Nella mia esperienza, riscrivere è come sbirciare sotto la storia originaria, per scoprire che cosa nasconde. Un personaggio può avere un vissuto molto più interessante e ricco di conseguenze narrative di quanto sembri. Qualcosa nel suo passato può non solo aiutarci a definirlo meglio, ma portare avanti la storia, spingerla in una direzione leggermente diversa.
Un luogo può essere più ricco di dettagli di quelli che sono arrivati sulla pagina. Dettagli che è importante menzionare, perché conferiscono un’atmosfera del tutto nuova alla storia, aggiungendovi significato. Frasi che completano le conversazioni, gesti che chiariscono le emozioni del momento, oggetti che reclamano un posto sulla scena…

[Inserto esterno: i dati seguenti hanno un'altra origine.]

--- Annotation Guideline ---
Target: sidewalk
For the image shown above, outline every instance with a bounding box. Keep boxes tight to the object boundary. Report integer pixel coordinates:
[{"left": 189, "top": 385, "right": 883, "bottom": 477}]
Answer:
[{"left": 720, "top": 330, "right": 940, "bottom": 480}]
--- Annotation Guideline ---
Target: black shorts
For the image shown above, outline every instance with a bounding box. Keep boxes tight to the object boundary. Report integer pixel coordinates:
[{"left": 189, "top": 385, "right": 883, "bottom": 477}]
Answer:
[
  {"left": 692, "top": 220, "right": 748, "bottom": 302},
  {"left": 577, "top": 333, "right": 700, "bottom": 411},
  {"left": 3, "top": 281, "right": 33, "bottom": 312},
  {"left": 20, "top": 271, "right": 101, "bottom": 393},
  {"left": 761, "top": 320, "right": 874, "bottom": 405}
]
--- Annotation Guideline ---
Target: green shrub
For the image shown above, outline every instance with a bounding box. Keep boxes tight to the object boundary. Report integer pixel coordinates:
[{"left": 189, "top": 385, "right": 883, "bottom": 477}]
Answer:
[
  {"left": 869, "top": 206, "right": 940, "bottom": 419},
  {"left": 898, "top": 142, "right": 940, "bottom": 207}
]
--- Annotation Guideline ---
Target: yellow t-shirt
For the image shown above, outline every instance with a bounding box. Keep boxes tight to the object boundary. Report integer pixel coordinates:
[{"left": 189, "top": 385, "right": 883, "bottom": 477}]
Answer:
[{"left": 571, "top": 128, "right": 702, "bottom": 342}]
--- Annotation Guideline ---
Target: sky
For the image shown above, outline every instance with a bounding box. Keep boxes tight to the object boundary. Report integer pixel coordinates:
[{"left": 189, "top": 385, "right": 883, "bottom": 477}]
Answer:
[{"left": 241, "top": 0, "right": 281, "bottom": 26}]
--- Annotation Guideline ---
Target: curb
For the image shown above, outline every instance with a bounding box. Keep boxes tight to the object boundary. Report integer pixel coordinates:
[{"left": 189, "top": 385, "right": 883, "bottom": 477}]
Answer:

Ma è sul piano strutturale che la riscrittura riserva le sorprese più emozionanti. Scoprire che fra due personaggi esiste un legame più intimo e intenso di quel che credevamo alla prima stesura, scoprire che qualcun altro al contrario è più utile da morto che da vivo, o non è utile affatto.
E poi quel momento particolarmente magico in cui ti accorgi di aver sempre girato intorno a quel che ti stava a cuore davvero, per paura di non saperlo raccontare, di averlo relegato in un angolo, in una trama secondaria, e aprire la porta di quella storia, concederle più spazio e lasciare che si prenda – finalmente – l’importanza che meritava e che aveva sempre avuto.
La riscrittura è sfuggente e delicata, come le idee, che nel momento in cui si impongono spazzano via le tracce che si sono lasciate alle spalle, come un personaggio in fuga sulla neve. Ma soprattutto la riscrittura è azzardata, e ha qualcosa di rivoluzionario e di ribelle.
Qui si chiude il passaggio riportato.